Interaction between two overall neutral charged microscopically patterned surfaces

TL;DR

This study investigates the interactions between heterogeneously charged surfaces in an electrolyte, using classical DFT and Monte Carlo simulations, revealing how domain size, charge, and concentration affect osmotic pressure and force sensitivity.

Contribution

It validates classical DFT against Monte Carlo simulations for charged surface interactions and explores parameter effects difficult to simulate directly.

Findings

Force curves are more sensitive to domain size in asymmetric configurations.

Bulk electrolyte concentration has a weak influence on force curves.

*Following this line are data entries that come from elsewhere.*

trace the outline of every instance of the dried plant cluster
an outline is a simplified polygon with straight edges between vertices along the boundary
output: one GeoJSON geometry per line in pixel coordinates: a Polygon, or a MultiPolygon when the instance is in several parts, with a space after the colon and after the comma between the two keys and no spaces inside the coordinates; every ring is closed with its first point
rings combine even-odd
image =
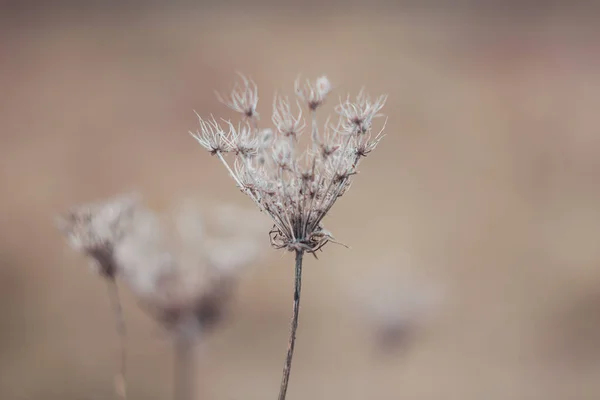
{"type": "MultiPolygon", "coordinates": [[[[120,278],[164,325],[194,314],[212,325],[244,265],[258,256],[254,235],[206,237],[199,211],[161,219],[131,196],[73,209],[61,219],[71,246],[104,277],[120,278]]],[[[229,232],[232,233],[232,232],[229,232]]]]}
{"type": "MultiPolygon", "coordinates": [[[[215,211],[216,234],[210,236],[197,208],[179,207],[161,218],[136,196],[82,205],[58,222],[70,245],[89,257],[111,287],[116,289],[116,280],[123,281],[141,306],[172,333],[181,358],[191,362],[186,353],[194,340],[221,319],[239,272],[259,255],[255,234],[259,221],[232,206],[215,211]],[[223,211],[228,215],[220,215],[223,211]],[[231,226],[231,215],[236,214],[231,226]]],[[[118,329],[124,335],[118,298],[117,307],[118,329]]],[[[189,376],[187,371],[181,373],[189,376]]],[[[191,397],[189,388],[180,390],[186,394],[176,398],[191,397]]]]}
{"type": "Polygon", "coordinates": [[[196,140],[225,165],[237,186],[274,222],[270,232],[275,248],[315,254],[332,235],[323,218],[343,196],[357,173],[361,159],[383,138],[383,127],[373,132],[386,96],[371,99],[361,92],[355,99],[340,100],[337,122],[322,130],[317,110],[332,90],[326,77],[316,82],[296,81],[298,101],[275,96],[272,122],[275,130],[259,127],[258,89],[242,76],[229,96],[219,96],[231,110],[241,114],[237,125],[200,116],[196,140]],[[300,148],[306,129],[301,103],[310,115],[310,145],[300,148]],[[226,156],[232,156],[229,160],[226,156]]]}
{"type": "Polygon", "coordinates": [[[350,188],[360,161],[383,138],[385,122],[377,132],[373,122],[380,116],[386,96],[372,99],[361,91],[354,99],[341,99],[335,108],[337,121],[332,123],[328,118],[320,129],[317,111],[332,85],[325,76],[315,82],[297,80],[295,104],[288,97],[275,96],[271,117],[275,129],[261,128],[258,88],[241,78],[229,96],[218,95],[222,103],[241,115],[240,122],[218,122],[214,117],[198,115],[200,129],[191,134],[219,158],[240,190],[271,217],[271,244],[296,253],[293,314],[279,391],[279,400],[284,400],[298,327],[303,255],[316,257],[317,251],[334,241],[323,226],[323,218],[350,188]],[[307,127],[303,109],[310,117],[306,147],[300,140],[307,127]]]}
{"type": "MultiPolygon", "coordinates": [[[[317,111],[331,91],[324,76],[315,82],[296,81],[296,101],[275,96],[274,128],[262,128],[257,86],[242,76],[230,95],[218,96],[241,115],[240,121],[198,116],[200,129],[192,133],[225,165],[240,190],[270,216],[271,245],[296,254],[293,316],[279,400],[286,397],[295,346],[303,255],[316,257],[328,242],[335,242],[323,219],[348,191],[360,161],[377,147],[385,128],[383,122],[374,130],[373,123],[381,116],[386,96],[372,99],[362,91],[355,98],[340,99],[337,120],[327,118],[320,127],[317,111]],[[306,130],[310,134],[304,135],[306,130]]],[[[135,196],[76,207],[59,221],[71,246],[89,257],[114,290],[122,343],[125,324],[117,280],[126,283],[173,334],[176,400],[193,398],[194,341],[221,319],[240,270],[258,256],[256,219],[231,207],[215,214],[221,236],[207,234],[196,209],[180,209],[166,220],[135,196]]],[[[123,394],[125,359],[123,345],[123,394]]]]}

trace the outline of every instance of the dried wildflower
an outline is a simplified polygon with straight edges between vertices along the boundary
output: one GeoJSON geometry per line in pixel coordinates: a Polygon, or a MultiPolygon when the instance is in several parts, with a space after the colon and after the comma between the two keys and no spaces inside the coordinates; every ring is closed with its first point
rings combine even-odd
{"type": "Polygon", "coordinates": [[[139,205],[114,251],[120,277],[173,332],[192,319],[198,330],[214,326],[242,267],[258,257],[253,236],[209,236],[203,221],[189,206],[161,218],[139,205]]]}
{"type": "MultiPolygon", "coordinates": [[[[113,283],[123,280],[172,333],[178,363],[185,364],[175,398],[188,400],[191,346],[221,320],[239,272],[258,252],[253,230],[231,234],[230,227],[225,237],[208,237],[197,209],[178,208],[171,217],[159,217],[135,198],[119,197],[77,208],[60,227],[75,249],[101,266],[102,276],[113,283]]],[[[123,345],[123,362],[124,351],[123,345]]]]}
{"type": "Polygon", "coordinates": [[[79,206],[59,217],[57,225],[71,247],[87,255],[101,276],[114,278],[114,247],[123,238],[124,222],[131,218],[137,201],[135,196],[119,196],[79,206]]]}
{"type": "Polygon", "coordinates": [[[119,268],[114,249],[123,240],[137,205],[137,196],[119,196],[105,202],[76,207],[57,220],[58,228],[67,237],[71,247],[89,257],[93,269],[108,282],[109,300],[115,313],[120,343],[120,370],[115,376],[115,388],[122,398],[127,398],[127,332],[115,280],[119,268]]]}
{"type": "MultiPolygon", "coordinates": [[[[333,236],[323,227],[323,218],[331,210],[338,198],[343,196],[356,175],[360,160],[369,154],[380,142],[382,132],[374,137],[371,133],[373,119],[385,103],[385,96],[372,101],[361,92],[356,101],[349,98],[336,108],[340,116],[337,125],[325,125],[323,137],[319,135],[316,118],[317,109],[324,103],[332,90],[327,77],[322,76],[314,83],[306,81],[304,85],[297,80],[295,91],[304,102],[311,115],[311,145],[304,151],[298,149],[298,137],[305,122],[302,112],[292,112],[287,98],[276,97],[273,103],[272,121],[277,133],[261,130],[256,118],[258,94],[255,85],[242,78],[243,85],[237,85],[231,94],[232,101],[227,105],[242,114],[242,120],[252,117],[250,130],[244,134],[232,130],[231,135],[224,134],[223,141],[233,149],[239,148],[240,139],[258,146],[256,157],[247,157],[243,152],[234,151],[235,159],[227,161],[227,151],[215,150],[211,137],[211,126],[201,125],[197,135],[201,145],[211,154],[216,154],[225,165],[231,177],[242,192],[248,195],[261,211],[273,220],[269,232],[271,244],[277,249],[287,249],[296,253],[296,279],[294,289],[294,310],[288,354],[284,366],[279,399],[283,400],[287,391],[291,360],[295,344],[295,332],[298,325],[300,289],[302,276],[302,258],[304,253],[315,255],[333,236]],[[240,87],[242,89],[240,89],[240,87]],[[241,90],[241,91],[240,91],[241,90]],[[244,92],[245,90],[245,92],[244,92]],[[252,99],[242,101],[235,99],[252,99]],[[252,106],[249,107],[248,104],[252,106]],[[252,112],[248,113],[251,109],[252,112]],[[249,134],[249,137],[245,135],[249,134]],[[226,136],[226,137],[225,137],[226,136]]],[[[232,127],[231,122],[227,124],[232,127]]],[[[214,140],[213,140],[214,141],[214,140]]],[[[231,153],[231,152],[230,152],[231,153]]],[[[231,154],[230,154],[231,155],[231,154]]]]}
{"type": "MultiPolygon", "coordinates": [[[[299,90],[299,96],[308,99],[311,112],[315,107],[310,104],[322,102],[331,90],[328,82],[319,78],[314,85],[307,83],[299,90]]],[[[232,95],[244,96],[251,94],[232,95]]],[[[273,246],[314,254],[333,239],[324,234],[323,218],[348,188],[360,159],[382,138],[381,132],[372,138],[371,126],[384,102],[384,96],[372,102],[362,93],[356,103],[342,102],[337,108],[341,121],[335,127],[326,125],[323,139],[313,143],[318,151],[297,151],[295,142],[304,121],[301,113],[294,115],[289,101],[282,98],[276,99],[273,113],[278,135],[249,126],[235,129],[228,122],[231,134],[203,124],[195,137],[209,152],[219,155],[240,189],[271,216],[273,246]],[[215,150],[218,146],[211,144],[217,142],[213,139],[215,132],[221,132],[221,143],[236,149],[239,158],[234,168],[223,157],[227,151],[215,150]],[[256,159],[248,157],[259,153],[256,159]]]]}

Validated cDFT accurately predicts interaction behaviors.

Abstract

We study the interaction between heterogeneously charged surfaces in an electrolyte solution by employing classical Density Functional Theory (cDFT) and Monte Carlo simulations. We observe a consistent behavior between cDFT and Monte Carlo simulations regarding force curves and two-dimensional density profiles. Armed with the validated cDFT, we explore the system's behavior under parameters challenging to simulate directly .Our findings include impacts of domain size, domain charge, domain charge configuration, and bulk electrolyte concentration on the osmotic pressure. Remarkably, the force curve is more sensitive to the domain size for asymmetric configuration than symmetry configuration; the bulk concentration weakly influences the force curve independent of the system configurations.